Turned out I made a good choice in declining the draw.. James didn’t play the ending accurately, I managed to get the more active rook and better placed king and when my king made it to g2 I had a decisive advantage – we were somehow in the lead – albeit not for long as Jon had played on far longer than one might expect in the vain hope of maybe being stalemated by David; fat chance – three pawns rolling up the board, it was never going to happen and when the hope of even a stalemate faded, Jon resigned.   Deji more or less immediately countered that with another controlled victory – after it became apparent he wasn’t going to force Ewan’s kingside into premature collapse pieces were exchanged and a switch to the queenside saw him pick up a couple of pawns.  One of those pawns made it to the sixth and that was the end of that.

So all eyes on Chris yet again – for the third or fourth time this season he was last to finish and this time, sadly, it wasn’t on a high note.  Jim had seemingly held all the trumps most of the match; despite not having any material advantage until the endgame Chris’ position was a mess and when Jim gained a passed pawn it looked all over.  However inaccuracy let Chris pick that pawn up (we’re talking SEVERE time trouble by this stage) and it looked like maybe he might hold on.  Alas, no.  Jim’s other passed pawn instead proved decisive, slowly advancing to the queening square and taking a well deserved point for the visitors.  We can’t complain; Ecclesall would have been calling the police in if we had stolen both points!  A rest next week then… followed by a top of the table clash with regular table-toppers Chesterfield…. Continue reading “Ecclesall A vs Nomads A”

Nomads III vs Worksop

Nomads III 3 3 Worksop
Les Day (w) 0 1 Oliver Graham
David Kesteven 0 1 Phil Griffiths
Jo Woollard 0 1 Michael Clerk
Robert Shaw 1 0 Rob Porter
Duncan Chambers 1 0 Frank Holt
Eric McKenna 1 0 Default

Nomads won the toss, and chose white on odds.

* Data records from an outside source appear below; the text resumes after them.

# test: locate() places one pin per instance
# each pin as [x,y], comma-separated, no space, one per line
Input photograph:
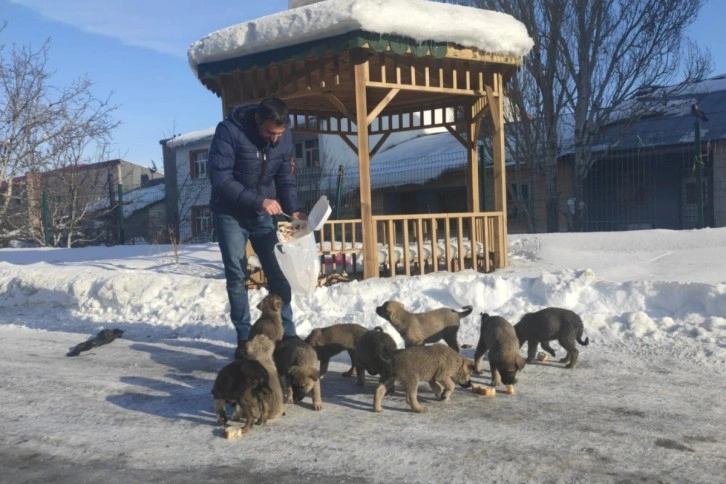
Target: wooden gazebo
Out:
[362,83]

Les opened aggressively, with early queen development, but eventually swapped down to a queen rook and pawn endgame, with a one pawn disadvantage. Once the queens were exchanged, Oliver was able to build on this small advantage, until Les resigned.

After castling king-side, David exchanged a bishop for a knight and constructed what looked like a solid defensive position. However Phil got his queen onto David’s second rank, undermining his position. After losing material to the queen, David resigned.

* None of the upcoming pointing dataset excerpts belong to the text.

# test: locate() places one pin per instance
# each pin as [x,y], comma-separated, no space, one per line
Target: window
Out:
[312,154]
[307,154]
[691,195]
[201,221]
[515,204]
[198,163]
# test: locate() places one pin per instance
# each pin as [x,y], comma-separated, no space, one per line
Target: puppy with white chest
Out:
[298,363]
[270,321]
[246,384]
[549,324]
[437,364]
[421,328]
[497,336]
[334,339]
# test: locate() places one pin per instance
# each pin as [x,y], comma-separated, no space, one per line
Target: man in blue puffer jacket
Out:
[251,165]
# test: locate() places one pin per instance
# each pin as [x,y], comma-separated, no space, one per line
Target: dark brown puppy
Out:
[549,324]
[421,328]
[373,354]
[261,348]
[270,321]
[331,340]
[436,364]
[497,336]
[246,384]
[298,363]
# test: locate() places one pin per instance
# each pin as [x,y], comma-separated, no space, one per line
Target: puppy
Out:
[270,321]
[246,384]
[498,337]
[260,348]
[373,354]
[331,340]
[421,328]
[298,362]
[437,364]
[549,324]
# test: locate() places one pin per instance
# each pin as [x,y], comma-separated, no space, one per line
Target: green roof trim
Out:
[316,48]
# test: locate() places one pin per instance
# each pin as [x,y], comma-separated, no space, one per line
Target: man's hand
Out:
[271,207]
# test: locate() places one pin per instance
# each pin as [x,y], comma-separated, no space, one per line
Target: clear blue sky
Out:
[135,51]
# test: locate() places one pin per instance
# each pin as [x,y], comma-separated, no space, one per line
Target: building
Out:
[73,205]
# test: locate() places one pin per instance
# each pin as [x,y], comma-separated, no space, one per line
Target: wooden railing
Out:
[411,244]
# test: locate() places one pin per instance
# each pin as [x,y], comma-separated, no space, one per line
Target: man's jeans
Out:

Robert responded to the Ponziani opening with 3 … Nf6, a variant noted for quiet play. After much manoeuvring, he won a bishop, then gained a  rook and a pawn for his other bishop bishop, giving him a clear rook and pawn advantage, with his queen threateningly poised on h3, close to white’s castled king., and doubled his rooks on the a file. White tried defending with queen checks, but once Robert found a safe refuge for his king, white could only prevent immediate mate by surrendering his queen, so resigned. Meanwhile, Duncan opened with a knight exchange, then steadily squeezed his opponent, until victory.

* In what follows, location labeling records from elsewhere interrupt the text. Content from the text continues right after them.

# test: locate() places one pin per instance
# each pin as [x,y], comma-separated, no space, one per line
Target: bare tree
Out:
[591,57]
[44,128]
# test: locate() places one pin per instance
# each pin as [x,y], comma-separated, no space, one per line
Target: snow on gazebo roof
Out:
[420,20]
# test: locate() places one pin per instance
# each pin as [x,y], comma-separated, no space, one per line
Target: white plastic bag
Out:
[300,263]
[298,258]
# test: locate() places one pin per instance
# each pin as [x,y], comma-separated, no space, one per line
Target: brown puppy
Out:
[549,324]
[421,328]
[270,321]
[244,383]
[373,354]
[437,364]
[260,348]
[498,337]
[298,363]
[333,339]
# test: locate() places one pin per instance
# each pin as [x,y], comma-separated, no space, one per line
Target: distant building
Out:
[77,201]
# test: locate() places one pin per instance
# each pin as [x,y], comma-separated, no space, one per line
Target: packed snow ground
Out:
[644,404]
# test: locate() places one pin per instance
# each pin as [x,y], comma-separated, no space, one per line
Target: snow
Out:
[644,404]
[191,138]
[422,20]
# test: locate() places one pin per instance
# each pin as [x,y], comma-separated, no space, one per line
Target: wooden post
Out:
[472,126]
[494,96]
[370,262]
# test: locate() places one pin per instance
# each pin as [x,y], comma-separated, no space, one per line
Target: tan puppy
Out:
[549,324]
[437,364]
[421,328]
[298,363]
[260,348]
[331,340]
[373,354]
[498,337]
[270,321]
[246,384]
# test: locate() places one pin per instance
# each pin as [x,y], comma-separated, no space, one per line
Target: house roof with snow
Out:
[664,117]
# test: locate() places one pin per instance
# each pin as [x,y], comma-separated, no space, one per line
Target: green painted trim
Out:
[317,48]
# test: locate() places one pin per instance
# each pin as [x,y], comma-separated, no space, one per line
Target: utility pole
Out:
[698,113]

Out of consideration for her opponent, Jo played downstairs, so I missed most of her game, but she finished up in a rook and pawn ending, with g &h pawns against f, g & h, and a slight time disadvantage. Michael exchanged rooks, the forced an exchange of the h pawns, giving him a clear advantage, and then Jo’s flag fell.

With the score at three-all, Worksop won on board count, disappointing but, since Worksop out-graded us by over 45 points on four of the six boards, a very respectable result.